“Não terás outros deuses”

Padre João Medeiros Filho

O escritor e teólogo Rubem Alves afirmou: “Aquele que se embriaga da esperança fica grávido do futuro, da eternidade e de Deus.” Talvez seja essa a virtude que nos falte, especialmente nestes tempos de perplexidade. Segundo os poetas, ela assemelha-se às estrelas, que cintilam, à noite. Os que caminham na escuridão podem vê-las melhor. Mário Quintana, inspiradamente, dissera: “Que tristes seriam nossos caminhos se não fosse o brilho das estrelas, arautos da esperança e anunciantes da paz de um novo dia.”Esperar não é cruzar os braços, mas tentar descobrir estradas e fortalecer os ânimos. Em Isaías, o profeta messiânico, pode-se encontrar: “Aqueles que andam nas trevas verão novamente o raiar do dia e o brilho da luz.” (Is 9, 2). Assim profetizou sobre o Messias prometido, queria exclamar: “Eu sou a luz do mundo.” (Jo 8, 12).

A abertura ao transcendente poderá nos tornar esperançosos e alegres. Talvez, nos dias atuais, tenha sido insuficiente naqueles que têm fé. As religiões devem ser mensageiras da alegria e afastar o medo, pois Deus é Vida e Paz. Recentemente, estivemos numa clínica médica. Como sói acontecer, chegamos antes da hora aprazada. Nas antessalas dos consultórios, preferimos escutar mais. Já havia ali alguns pacientes. Um rapaz comentou: “Estou doido que passe essa pandemia para poder frequentar os barzinhos, as festas, badalar etc.” Uma senhora referiu-se à quarentena (que já passou de centena): “Assim que tudo terminar, eu irei pagar uma promessa.” A atendente também manifestou o seu desejo: “Estou orando para que essa doença acabe. Quero retornar à faculdade para colar grau brevemente.”Uma jovem expressou a sua vontade: “Tomara que tudo passe. Estou doente de tanto ficar trancada em casa. Sinto saudades dos shoppings. Preciso ver as novidades.

Evidentemente,tais relatos,expressando temperamentos e posturas diferentes, prestar-se-iam a análises mais acuradas. Uns pensam no “carpe diem”, do poeta latino Horácio. Mas, o apóstolo Paulo reiterou: “Tudo me é permitido, mas não deixarei que nada me escravize.” (1Cor 6, 12). O isolamento social forçado talvez não nos tenha retirado ainda o véu do egoísmo e materialismo. A inquietude que vivemos e a apreensão que nos domina não se manifestaram emissárias eloquentes do Eterno. É preciso cuidado para que a ruptura da barreira do confinamento não conduza ao exagero. A repressão pode eclodir numa onda frenética da busca de prazer, consumo e saciedade material. Muitos poderão ir proustianamente “em busca do tempo perdido”. O penúltimo fim de semana, especialmente nas praias, pode ter sido um indício de outra pandemia. Não a do invisível e temido vírus chinês, mas a da morbidade do vazio.
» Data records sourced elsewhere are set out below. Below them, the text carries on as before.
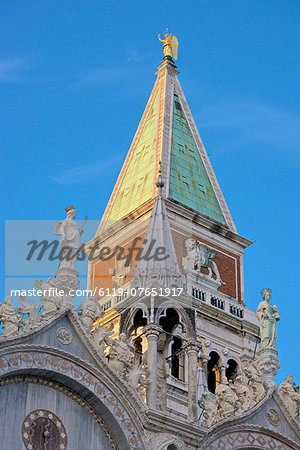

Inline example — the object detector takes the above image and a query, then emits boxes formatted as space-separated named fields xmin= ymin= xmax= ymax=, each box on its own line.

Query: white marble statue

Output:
xmin=182 ymin=237 xmax=199 ymax=272
xmin=16 ymin=296 xmax=41 ymax=332
xmin=54 ymin=206 xmax=87 ymax=270
xmin=33 ymin=278 xmax=62 ymax=321
xmin=78 ymin=295 xmax=104 ymax=334
xmin=278 ymin=375 xmax=300 ymax=420
xmin=256 ymin=289 xmax=280 ymax=349
xmin=0 ymin=296 xmax=21 ymax=338
xmin=108 ymin=333 xmax=134 ymax=379
xmin=126 ymin=364 xmax=149 ymax=395
xmin=109 ymin=259 xmax=131 ymax=288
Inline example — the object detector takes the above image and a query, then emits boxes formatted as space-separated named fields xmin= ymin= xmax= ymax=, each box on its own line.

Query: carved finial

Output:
xmin=158 ymin=29 xmax=178 ymax=60
xmin=65 ymin=205 xmax=75 ymax=212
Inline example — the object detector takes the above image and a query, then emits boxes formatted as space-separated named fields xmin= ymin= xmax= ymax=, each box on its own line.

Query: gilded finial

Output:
xmin=158 ymin=29 xmax=178 ymax=60
xmin=65 ymin=205 xmax=75 ymax=212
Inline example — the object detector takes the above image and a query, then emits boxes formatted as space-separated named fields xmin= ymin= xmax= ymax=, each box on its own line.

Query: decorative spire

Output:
xmin=158 ymin=30 xmax=178 ymax=61
xmin=155 ymin=161 xmax=165 ymax=197
xmin=132 ymin=185 xmax=185 ymax=288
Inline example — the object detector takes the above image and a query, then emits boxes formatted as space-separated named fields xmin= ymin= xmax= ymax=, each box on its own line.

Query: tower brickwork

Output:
xmin=87 ymin=56 xmax=259 ymax=421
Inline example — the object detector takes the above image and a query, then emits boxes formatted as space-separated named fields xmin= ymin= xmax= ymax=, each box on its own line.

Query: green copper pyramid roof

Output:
xmin=169 ymin=91 xmax=226 ymax=224
xmin=107 ymin=94 xmax=158 ymax=221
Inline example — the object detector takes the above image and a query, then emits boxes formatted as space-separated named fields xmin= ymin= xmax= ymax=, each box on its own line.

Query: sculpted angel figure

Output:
xmin=256 ymin=289 xmax=280 ymax=349
xmin=182 ymin=237 xmax=199 ymax=272
xmin=278 ymin=375 xmax=300 ymax=418
xmin=108 ymin=333 xmax=134 ymax=378
xmin=158 ymin=33 xmax=178 ymax=60
xmin=54 ymin=205 xmax=87 ymax=270
xmin=127 ymin=364 xmax=149 ymax=395
xmin=16 ymin=295 xmax=41 ymax=332
xmin=0 ymin=296 xmax=21 ymax=338
xmin=33 ymin=278 xmax=62 ymax=321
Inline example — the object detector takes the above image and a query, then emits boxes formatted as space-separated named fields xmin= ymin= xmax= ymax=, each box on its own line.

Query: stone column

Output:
xmin=144 ymin=323 xmax=162 ymax=409
xmin=184 ymin=340 xmax=200 ymax=422
xmin=202 ymin=355 xmax=209 ymax=381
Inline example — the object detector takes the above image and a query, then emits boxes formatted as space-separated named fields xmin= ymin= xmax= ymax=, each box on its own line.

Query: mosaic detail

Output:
xmin=206 ymin=431 xmax=292 ymax=450
xmin=0 ymin=351 xmax=143 ymax=450
xmin=266 ymin=408 xmax=280 ymax=426
xmin=0 ymin=375 xmax=117 ymax=450
xmin=56 ymin=327 xmax=73 ymax=345
xmin=22 ymin=409 xmax=67 ymax=450
xmin=169 ymin=92 xmax=226 ymax=224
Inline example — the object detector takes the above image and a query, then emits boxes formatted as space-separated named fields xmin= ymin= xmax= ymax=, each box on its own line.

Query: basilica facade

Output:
xmin=0 ymin=38 xmax=300 ymax=450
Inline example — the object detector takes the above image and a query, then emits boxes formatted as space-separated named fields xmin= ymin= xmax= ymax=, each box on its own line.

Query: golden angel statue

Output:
xmin=158 ymin=33 xmax=178 ymax=60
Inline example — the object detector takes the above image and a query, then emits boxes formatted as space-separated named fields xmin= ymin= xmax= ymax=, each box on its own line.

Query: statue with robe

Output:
xmin=256 ymin=289 xmax=280 ymax=349
xmin=54 ymin=205 xmax=87 ymax=270
xmin=158 ymin=33 xmax=178 ymax=60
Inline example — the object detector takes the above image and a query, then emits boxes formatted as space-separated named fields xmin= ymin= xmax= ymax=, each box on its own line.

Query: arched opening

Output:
xmin=159 ymin=308 xmax=184 ymax=381
xmin=130 ymin=309 xmax=147 ymax=364
xmin=225 ymin=359 xmax=238 ymax=383
xmin=207 ymin=352 xmax=221 ymax=394
xmin=171 ymin=336 xmax=184 ymax=381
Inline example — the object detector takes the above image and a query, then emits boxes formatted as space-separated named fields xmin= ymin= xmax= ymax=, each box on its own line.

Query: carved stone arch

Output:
xmin=225 ymin=354 xmax=241 ymax=381
xmin=201 ymin=427 xmax=298 ymax=450
xmin=154 ymin=433 xmax=187 ymax=450
xmin=0 ymin=348 xmax=148 ymax=450
xmin=207 ymin=345 xmax=226 ymax=365
xmin=155 ymin=301 xmax=195 ymax=339
xmin=121 ymin=303 xmax=149 ymax=336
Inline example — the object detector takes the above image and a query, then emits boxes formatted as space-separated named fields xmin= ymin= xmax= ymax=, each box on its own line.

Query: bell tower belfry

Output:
xmin=86 ymin=40 xmax=258 ymax=422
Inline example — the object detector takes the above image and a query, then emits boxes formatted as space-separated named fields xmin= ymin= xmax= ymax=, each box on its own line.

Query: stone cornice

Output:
xmin=145 ymin=409 xmax=205 ymax=446
xmin=201 ymin=387 xmax=300 ymax=449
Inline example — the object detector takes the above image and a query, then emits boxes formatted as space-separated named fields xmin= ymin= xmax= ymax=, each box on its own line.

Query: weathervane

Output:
xmin=158 ymin=29 xmax=178 ymax=60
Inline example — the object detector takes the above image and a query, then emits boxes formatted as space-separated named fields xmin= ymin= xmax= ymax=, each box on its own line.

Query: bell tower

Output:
xmin=86 ymin=40 xmax=259 ymax=422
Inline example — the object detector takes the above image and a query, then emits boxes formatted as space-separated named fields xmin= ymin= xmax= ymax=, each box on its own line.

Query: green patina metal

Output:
xmin=169 ymin=92 xmax=226 ymax=224
xmin=108 ymin=94 xmax=158 ymax=221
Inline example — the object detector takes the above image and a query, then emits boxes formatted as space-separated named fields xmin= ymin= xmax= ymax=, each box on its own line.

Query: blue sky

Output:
xmin=0 ymin=0 xmax=300 ymax=384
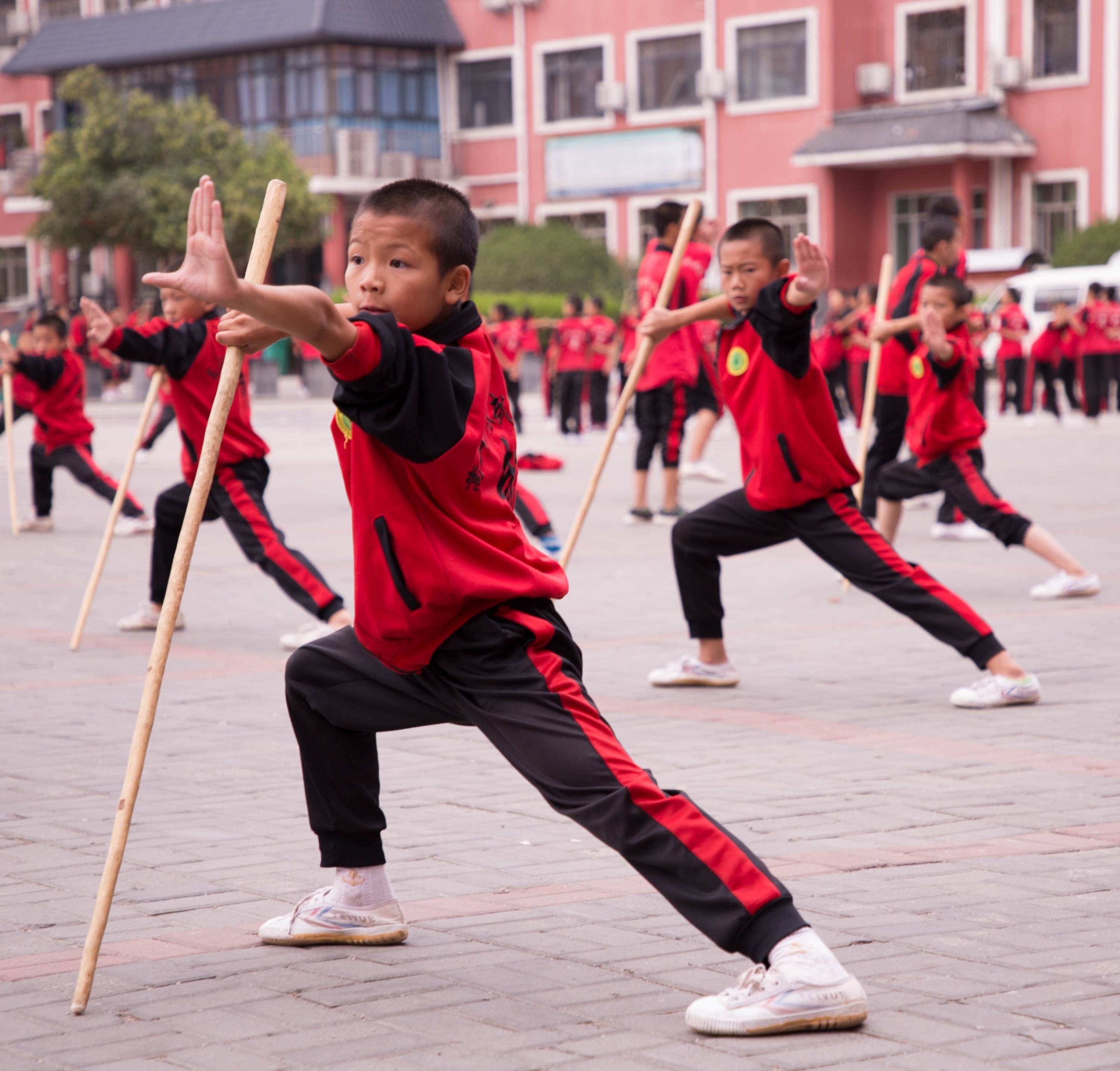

Um médico potiguar, em entrevista à mídia tradicional, afirmou que “a saúde implica no bem-estar biológico, social e mental.” A sede existencial de muitos é um alerta, que exprime a escassez do sagrado. Talvez, os líderes religiosos não tenham ainda valorizado devidamente essa realidade.

Há uma lentidão nos processos de mudanças civilizatórias, apesar de urgentes e indispensáveis ao Brasil. Contribui para tal inércia a pressão de segmentos da sociedade que não enxergam nada, além da lógica do dinheiro. Colocam-se na contramão de um humanismo capaz de superar os atuais desafios. A tarefa educativa para se cultivar novos hábitos não pode prescindir da participação de instituições sérias, dentre elas, as igrejas.O Brasil está em processo de rápida transformação. O discernimento da cultura cristã necessita ser resgatado. É preciso analisar com sabedoria as mudanças, a fim de que os caminhos sejam pertinentes à humanidade de nosso tempo. Atualmente, prevalece o culto às “divindades modernas”: vaidade, poder, glória,dinheiro, consumo,prazer etc.Em contraponto, destaca-se a criatividade de Paulo, no Areópago de Atenas, chamando a atenção para o “Deus desconhecido [Cristo]”. O apóstolo dos gentios “ficou inflamado, ao ver aquela cidade entregue à idolatria.”(At 17, 16). Pessoas pouco esclarecidas ou tíbias na fé sucumbem à tentação de novos ídolos, não raro, latentes nas ideologias. O Senhor já advertia o povo do Antigo Testamento: “Não terás outros deuses, além de mim.” (Ex 20, 3).